Liga 1 Telah Usai, Ini 4 Pelatih Terbaik Versi INDOSPORT
Gelaran Liga 1 Gojek Traveloka telah usai dan melahirkan jawara baru, Bhayangkara FC. Terlepas dari gelar juara yang berhasil diraih oleh Bhayangkara FC, banyak tim-tim yang menampilkan penampilan apiknya di gelaran tersebut.
Penampilan apik tim-tim tersebut sudah pasti tidak dapat dipisahkan dari peran para pelatihnya. Kemampuan para pelatih untuk memilih dan mengasah kemampuan pemainnya saat ingin bertanding tentu saja menjadi poin penting.

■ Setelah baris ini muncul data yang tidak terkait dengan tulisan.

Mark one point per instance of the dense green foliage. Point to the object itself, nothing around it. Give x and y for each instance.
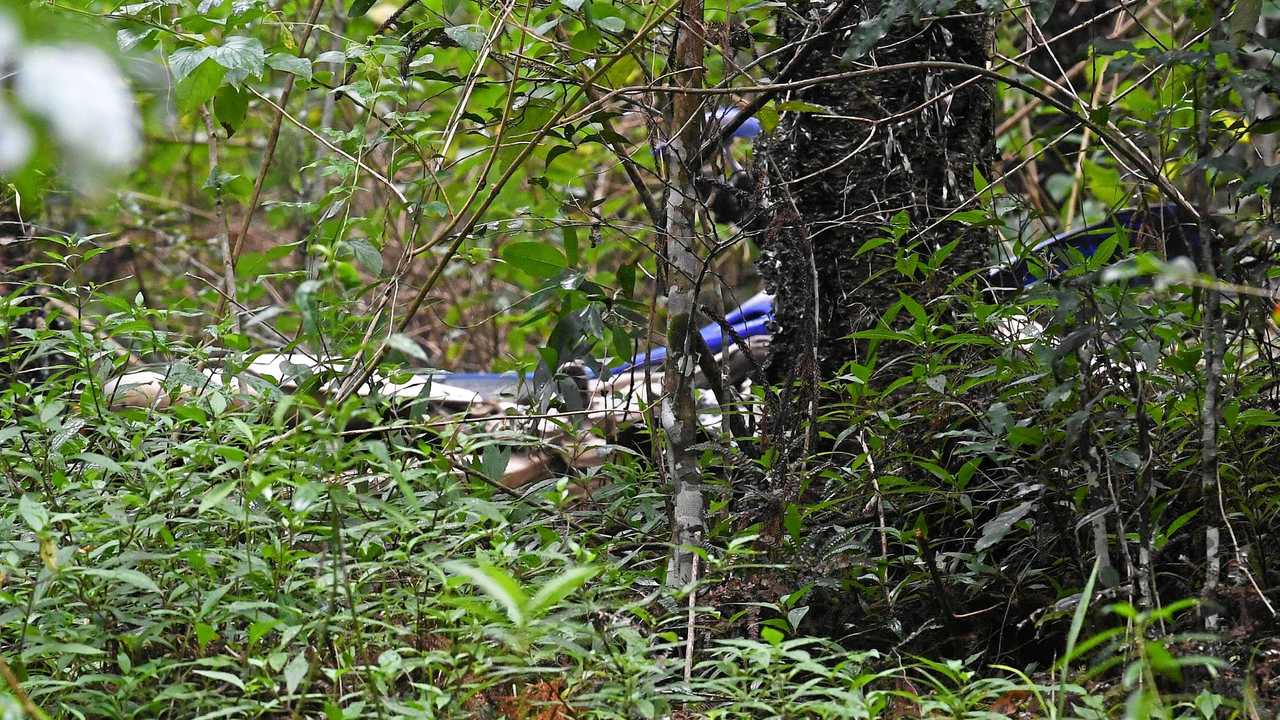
(471, 186)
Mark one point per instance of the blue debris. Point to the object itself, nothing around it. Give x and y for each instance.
(752, 318)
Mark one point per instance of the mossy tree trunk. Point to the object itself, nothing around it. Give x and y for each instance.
(888, 150)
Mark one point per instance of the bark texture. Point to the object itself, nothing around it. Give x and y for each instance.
(895, 145)
(685, 258)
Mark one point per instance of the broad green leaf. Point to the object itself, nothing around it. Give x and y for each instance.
(999, 527)
(538, 259)
(242, 57)
(184, 60)
(199, 86)
(611, 23)
(103, 461)
(369, 256)
(292, 64)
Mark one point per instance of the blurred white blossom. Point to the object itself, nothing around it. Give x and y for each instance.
(14, 141)
(80, 92)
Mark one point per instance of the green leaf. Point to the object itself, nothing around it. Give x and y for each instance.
(103, 461)
(467, 36)
(33, 513)
(560, 587)
(291, 64)
(184, 60)
(999, 527)
(611, 23)
(406, 345)
(497, 584)
(538, 259)
(199, 86)
(792, 522)
(242, 57)
(215, 496)
(1244, 21)
(493, 461)
(295, 671)
(224, 677)
(231, 105)
(369, 256)
(124, 575)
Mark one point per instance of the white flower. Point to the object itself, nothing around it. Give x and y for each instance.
(14, 141)
(78, 90)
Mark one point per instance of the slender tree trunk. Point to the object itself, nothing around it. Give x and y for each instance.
(685, 258)
(899, 147)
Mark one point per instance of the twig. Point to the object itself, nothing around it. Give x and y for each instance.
(691, 625)
(220, 208)
(333, 147)
(269, 153)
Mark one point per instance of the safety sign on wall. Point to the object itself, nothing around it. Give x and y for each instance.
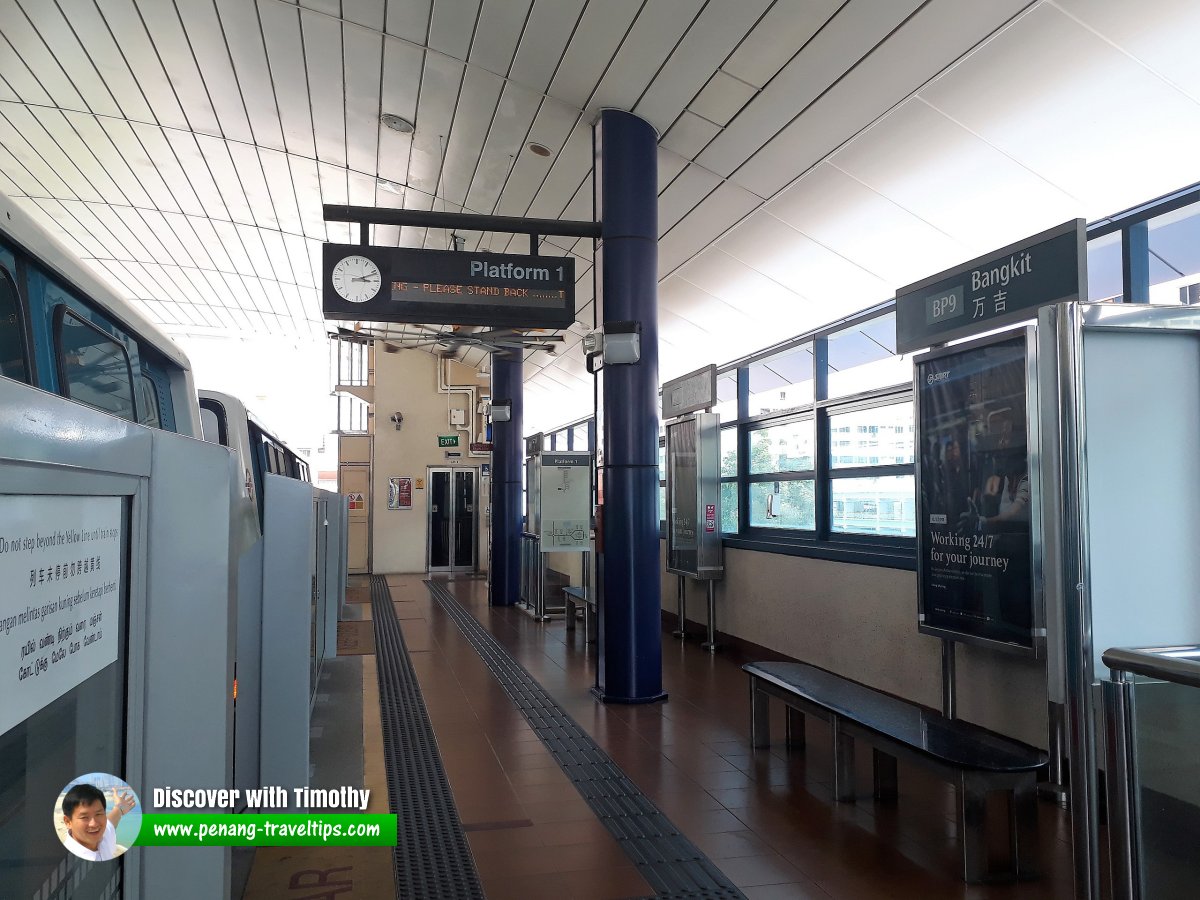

Nah, terkait hal tersebut, INDOSPORT berhasil merangkum 4 pelatih terbaik Liga 1 Gojek Traveloka. Berikut ini daftarnya:
1. Widodo Cahyono Putro (Bali United)
Pada 6 November 2017 lalu, Widodo Cahyono Putro mungkin mendapatkan tantangan paling berat di sepanjang karier kepelatihannya. Dalam sebuah pertandingan yang sangat menentukan perebutan gelar Liga 1, tidak hanya harus menghadapi tuan rumah PSM Makassar yang didukung oleh puluhan ribu pendukungnya, Widodo juga harus mendapati pertengkaran yang terjadi di antara dua pemain andalannya, Sylvano Comvalius dan Stefano Lilipay.
Dengan pendekatan seperti itu, salah sedikit saja dalam mengambil keputusan, Widodo bisa mengubur dalam-dalam peluang Bali United untuk meraih gelar Liga 1.
Setelah melakukan perhitungan matang, Widodo kemudian memilih untuk tetap mempertahankan kedua pemain tersebut di atas lapangan. Pasalnya, selain pemain bintang, kedua pemain tersebut juga merupakan pemain penting dalam pendekatan taktik Widodo pada pertandingan tersebut.
Bersama Irfan Bachdim, Comvalius dan Lilipaly saat itu bermain sebagai pemain depan dalam formasi 4-3-3 yang diterapkan Widodo. Tugas mereka cukup berat, sementara pemain-pemain Bali United diberi tugas untuk bertahan secara mendalam, tiga pemain tersebut harus mampu memaksimalkan kesempatan yang dimilikinya saat Bali United mampu melakukan serangan balik cepat.
Pada akhirnya, keputusan Widodo ternyata tepat. Di menit-menit terakhir pertandingan Bali United mampu melakukan serangan balik cepat. Tak terkejar oleh pemain-pemain belakang PSM Makassar, Comvalius yang tinggal berhadapan dengan penjaga gawang Makassar kemudian memilih memberikan umpan kepada Lilipaly yang mempunyai ruang tembak lebih besar daripada dirinya.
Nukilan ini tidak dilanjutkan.